THE ADVOCATE 35
VOL. 80 PART 1 JANUARY 2022
MERITS OF THE UNDERLYING CLAIM
In this section of the article, I consider the importance of the merits of the
underlying claim in a number of different scenarios. I refer only to the merits
of those elements of a claim that may give rise to the entitlement to file
a CPL under s. 215 of the Act.
In addition to the merits being central to an application under s. 215 of
the Act, and potentially to other proceedings for dismissal of the whole or a
portion of the claim under Rule 9-5, 9-6 or 9-7, they are often critical in
applications under s. 256.
Sigurdson J.’s decision in De Cotiis v. De Cotiis,25 and subsequent case law
applying it, demonstrate the importance of the merits of the claim when
applying the factors set out in ss. 256–57 of the Act.
The criteria are as follows:
• hardship and inconvenience are experienced or are likely to be
experienced by the registration of the CPL;26
• an order requiring security to be given is proper in the circumstances;
27 and
• damages will provide adequate relief to the party in whose name
the CPL has been registered.28
Sigurdson J. noted that s. 257 provides the court with a series of options.
These include cancellation of the CPL upon posting of security “in an
amount satisfactory to the court” by the party seeking its discharge or refusing
to order its cancellation, which refusal may be conditional on an undertaking
and security from the party having registered the CPL.

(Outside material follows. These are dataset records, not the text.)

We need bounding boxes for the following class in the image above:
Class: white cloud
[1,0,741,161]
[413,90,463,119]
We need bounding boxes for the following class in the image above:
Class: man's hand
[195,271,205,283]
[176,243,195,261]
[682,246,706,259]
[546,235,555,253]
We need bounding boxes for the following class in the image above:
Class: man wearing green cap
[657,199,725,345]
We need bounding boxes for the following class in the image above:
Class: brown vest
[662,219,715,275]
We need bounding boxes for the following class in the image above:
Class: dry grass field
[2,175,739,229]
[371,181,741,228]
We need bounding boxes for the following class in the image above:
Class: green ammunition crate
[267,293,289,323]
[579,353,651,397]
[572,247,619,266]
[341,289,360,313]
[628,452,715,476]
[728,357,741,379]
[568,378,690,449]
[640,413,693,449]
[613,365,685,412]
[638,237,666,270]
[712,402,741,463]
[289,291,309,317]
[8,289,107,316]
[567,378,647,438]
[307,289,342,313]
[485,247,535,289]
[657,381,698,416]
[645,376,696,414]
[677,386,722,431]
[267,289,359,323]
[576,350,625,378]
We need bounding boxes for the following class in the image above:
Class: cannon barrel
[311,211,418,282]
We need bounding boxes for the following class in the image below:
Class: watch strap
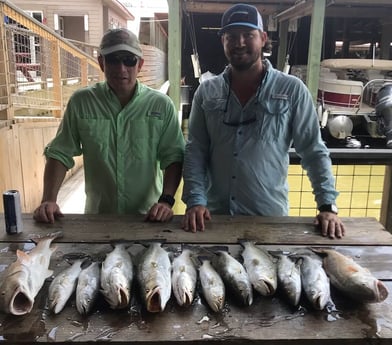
[158,194,175,207]
[318,204,338,214]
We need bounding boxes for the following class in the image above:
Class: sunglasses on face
[104,54,138,67]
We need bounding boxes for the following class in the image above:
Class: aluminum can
[3,190,23,234]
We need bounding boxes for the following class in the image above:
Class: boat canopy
[321,59,392,71]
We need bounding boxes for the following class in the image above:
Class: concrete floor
[57,168,85,214]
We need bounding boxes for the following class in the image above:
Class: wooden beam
[183,2,285,16]
[168,0,182,112]
[306,0,325,103]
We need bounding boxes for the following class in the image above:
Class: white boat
[317,58,392,147]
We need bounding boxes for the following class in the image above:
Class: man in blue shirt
[182,3,345,238]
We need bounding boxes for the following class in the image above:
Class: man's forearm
[161,161,183,197]
[41,158,68,202]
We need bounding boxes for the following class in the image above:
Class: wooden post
[306,0,325,103]
[380,166,392,233]
[50,39,62,117]
[0,3,13,120]
[277,20,289,72]
[167,0,182,112]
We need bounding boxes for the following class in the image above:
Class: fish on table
[136,242,171,313]
[300,254,331,310]
[100,243,134,309]
[0,231,62,316]
[48,259,84,314]
[76,261,101,315]
[276,254,302,307]
[212,250,253,307]
[313,248,389,303]
[198,256,225,312]
[171,248,197,307]
[240,241,278,297]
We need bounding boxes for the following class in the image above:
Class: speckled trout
[172,248,197,307]
[313,248,389,303]
[198,257,225,312]
[48,259,83,314]
[137,242,171,312]
[240,241,277,296]
[212,250,253,306]
[100,243,133,309]
[0,231,62,315]
[276,254,301,306]
[300,254,331,310]
[76,261,101,315]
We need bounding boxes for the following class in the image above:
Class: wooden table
[0,214,391,344]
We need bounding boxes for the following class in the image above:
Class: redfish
[313,248,389,303]
[0,231,62,315]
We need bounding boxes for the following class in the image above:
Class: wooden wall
[139,45,168,89]
[0,119,82,213]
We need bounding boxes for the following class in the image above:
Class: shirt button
[233,152,238,157]
[231,196,235,200]
[238,130,242,135]
[232,176,236,179]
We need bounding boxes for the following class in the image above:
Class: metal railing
[0,0,103,119]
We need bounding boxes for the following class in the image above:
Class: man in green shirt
[33,28,185,223]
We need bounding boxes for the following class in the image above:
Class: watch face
[331,204,338,213]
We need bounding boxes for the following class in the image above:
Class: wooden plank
[0,215,391,247]
[0,241,391,344]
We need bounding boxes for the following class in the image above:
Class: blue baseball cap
[219,3,264,36]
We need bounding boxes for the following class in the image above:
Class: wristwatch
[318,204,338,214]
[158,194,175,208]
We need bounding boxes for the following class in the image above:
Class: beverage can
[3,190,23,234]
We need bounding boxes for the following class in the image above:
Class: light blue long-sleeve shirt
[182,59,338,216]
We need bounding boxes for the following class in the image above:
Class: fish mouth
[180,290,193,307]
[375,280,389,302]
[313,293,329,310]
[10,287,34,315]
[146,286,163,313]
[117,286,130,309]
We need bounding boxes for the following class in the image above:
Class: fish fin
[135,239,166,248]
[16,250,31,263]
[31,231,63,245]
[45,269,54,279]
[202,245,229,254]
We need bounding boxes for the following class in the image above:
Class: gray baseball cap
[100,28,143,58]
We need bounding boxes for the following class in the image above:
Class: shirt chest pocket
[257,98,290,142]
[129,117,163,160]
[202,99,227,131]
[78,118,110,156]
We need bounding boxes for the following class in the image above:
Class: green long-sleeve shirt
[45,81,185,214]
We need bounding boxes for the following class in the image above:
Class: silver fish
[314,248,389,303]
[171,248,197,307]
[300,254,331,310]
[100,243,133,309]
[276,254,302,306]
[0,231,62,315]
[212,250,253,306]
[199,257,225,312]
[76,261,101,315]
[48,259,83,314]
[137,242,171,312]
[241,242,277,296]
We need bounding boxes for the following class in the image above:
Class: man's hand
[182,205,211,232]
[314,212,345,239]
[145,202,174,222]
[33,201,64,224]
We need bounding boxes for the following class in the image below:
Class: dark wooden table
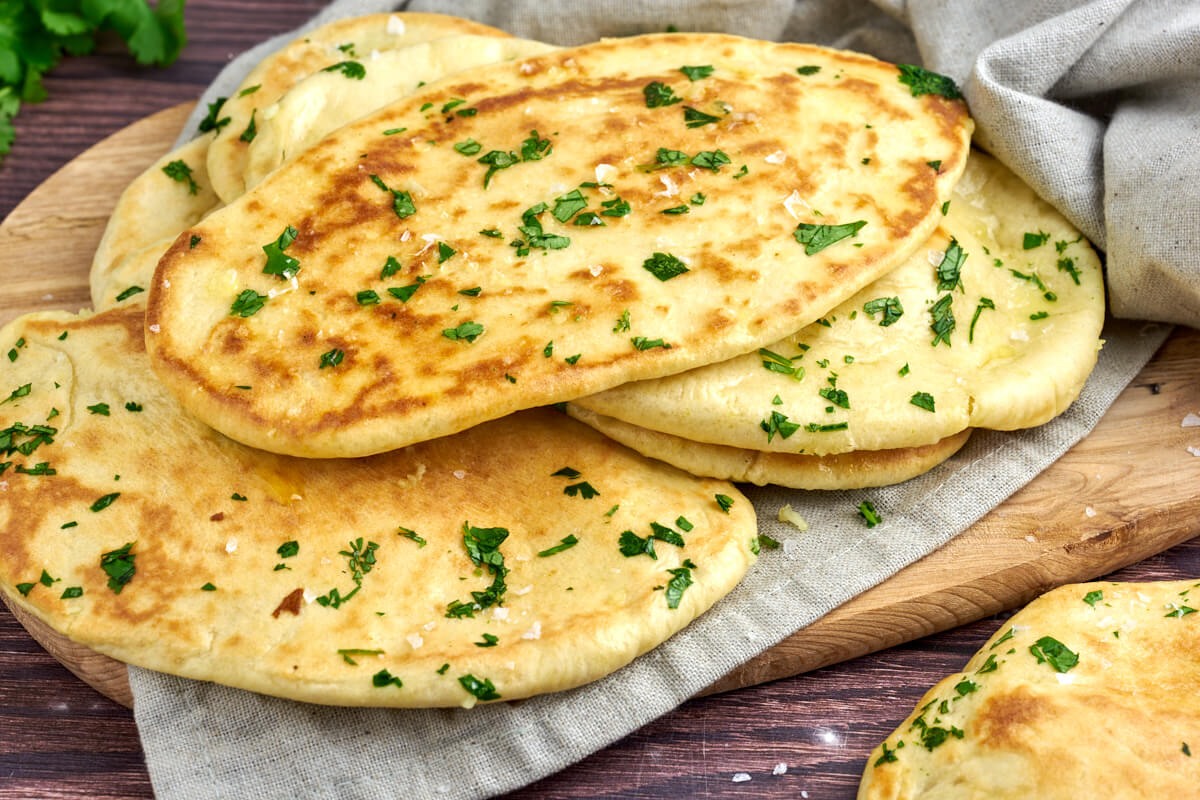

Section 257(3) further provides that the court may take into account the
probability of the plaintiff succeeding in the action in determining the
amount of security, if any, to be posted. The analysis concerning the probability
of success is with respect to the action in its entirety and not simply
with respect to the plaintiff’s claim for an interest in land.
Prior to De Cotiis, “hard” security was normally required upon an order to
discharge a CPL unless it was evident that there was no merit to the claim
or no triable issue that could sustain a claim against land. In De Cotiis, the
applicants sought to re-file a CPL against 86 properties. The defendants contended
that the plaintiffs’ amended claim and the affidavit material filed did
not raise an arguable claim or triable issue that they had a claim to an interest
in land. Alternatively, the defendants said that they would suffer hardship
and inconvenience if the CPL were re-filed. They argued that the
plaintiffs’ demonstrably weak claim dictated that the CPL should be cancelled
upon adequate security being given, but that the security in the circumstances
ought to be limited to an undertaking in damages.